Bei der Umsetzung von Wohn- und Büroprojekten ist Glinde jedoch auf private Investoren angewiesen. Die Eigner der Immobilien entscheiden letztlich, ob Gebäude aufgestockt, abgerissen und neugebaut werden – oder gar nichts passiert. Der Stadt gehören Parkplatz und Wege zwischen den Gebäuden. Geht es nach Bürgermeister Rainhard Zug, wird ein Großteil der Bestandsgebäude an Markt und Passage ersetzt. Er sagt: „Die meisten Häuser sind nicht mehr zeitgemäß und abgängig.“ Er sei überzeugt, dass „das Ortsmittenkonzept eine zündende Idee ist, wie wir Glinde 50 Jahre zukunftssicher machen“.
Der Verwaltungschef will mit der Landesregierung auf jeden Fall über Städtebauförderung sprechen und erhofft sich auf diesem Weg Zuschüsse. Zug: „Binnen 15 Jahren könnte alles umgesetzt werden.“ Er rechnet mit der Absegnung des Rahmenplans durch die Politik nicht vor diesem Herbst. Bisher haben nur CDU und Grüne eine Stellungnahme abgegeben. Erst wenn SPD sowie FDP nachgezogen haben, wird über Einwände diskutiert und dann abgestimmt.
Bürgermeister: Auch die Stadt kann Parkhaus-Bauherr sein
In einem Flugblatt, das eine Gruppe jüngst verteilte, wird Rainhard Zug hart angegangen. „Nun versucht der Bürgermeister, die Glinder Politik für den Verkauf unseres Parkplatzgrundstücks an Investoren zu gewinnen“, heißt es darin. Dem widerspricht der Verwaltungschef vehement: „Ich habe keine Gespräche über das Thema geführt. Auch die Stadt könnte Bauherr sein.“ Zudem sei Erbpacht eine Option.

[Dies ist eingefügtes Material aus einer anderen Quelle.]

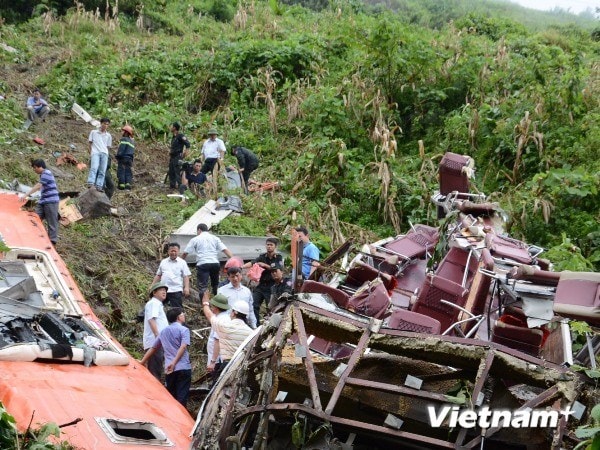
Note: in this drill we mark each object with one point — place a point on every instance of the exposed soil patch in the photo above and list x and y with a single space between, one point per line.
113 258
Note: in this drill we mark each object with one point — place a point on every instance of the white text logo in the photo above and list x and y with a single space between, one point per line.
452 416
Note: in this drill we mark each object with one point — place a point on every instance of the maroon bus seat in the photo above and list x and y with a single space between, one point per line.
452 176
416 243
505 247
404 320
511 330
447 284
578 296
370 300
360 273
314 287
479 292
436 289
537 276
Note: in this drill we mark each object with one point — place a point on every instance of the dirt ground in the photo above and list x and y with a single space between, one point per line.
135 238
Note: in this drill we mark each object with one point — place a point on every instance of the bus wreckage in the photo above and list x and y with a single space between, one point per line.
453 337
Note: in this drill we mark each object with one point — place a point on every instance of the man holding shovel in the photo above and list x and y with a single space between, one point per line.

Und was sagen andere Bürger zum Rahmenplan für das Ortsmittenkonzept? Krankenpfleger Kevin Semcken plädiert für eine Tagesklinik samt Ärztehaus. „Seniorenheime haben wir in Glinde ja schon genug. Und wenn ein Parkhaus gebaut wird, dann bitte ohne Gebühren“, so der 27-Jährige. Vor allem begrüßt er die Begegnungsstätte für Jung und Alt. „Und es sollten bezahlbare Wohnungen entstehen.“ Semcken sucht mit seiner Freundin gerade selbst eine neue Bleibe in der Stadt und hat schon eine Wohnung im Visier. Die Miete für die 78 Quadratmeter beträgt 850 Euro kalt. Das Paar wartet noch auf die Zusage. Zweifel hat der junge Mann, dass Carsharing in Glinde funktioniert.
Hannelore Isermann möchte nicht, dass der Parkplatz am Markt wegfällt. Die 72-Jährige wohnt seit 1971 in Glinde und schlägt vor, das Gebäude neben dem Bürgerhaus, in dem die Commerzbank beheimatet ist, in moderner Bauweise aufzustocken. „Ich glaube nicht, dass sich kleine inhabergeführte Geschäfte hier durchsetzen können“, sagt sie.
Gewerbevereinigung wünscht sich Tempo bei Innenstadtgestaltung
Ricardo Spiegel führt seit 2007 einen Friseursalon in der City und ist in Glinde aufgewachsen. Der 44-Jährige sagt: „Hier fehlen kleine Boutiquen, die zum Bummeln einladen.“ Die Schaffung von bezahlbarem Wohnraum finde er gut. „Ich habe aber Angst, dass zu dicht bebaut wird.“ Er sei jedoch skeptisch, dass sich sehr viele Dinge aus dem Rahmenplan umsetzen ließen.
Die Gewerbevereinigung Glinde wünscht sich Tempo bei der Innenstadtgestaltung. In einem Schreiben an die Mitglieder des Bauausschusses heißt es: „Aus unserer Sicht kann die Veränderung nicht schnell genug erfolgen.“ Es fehlten ansprechende Treffpunkte, die auch am Abend und an den Wochenenden noch geöffnet seien.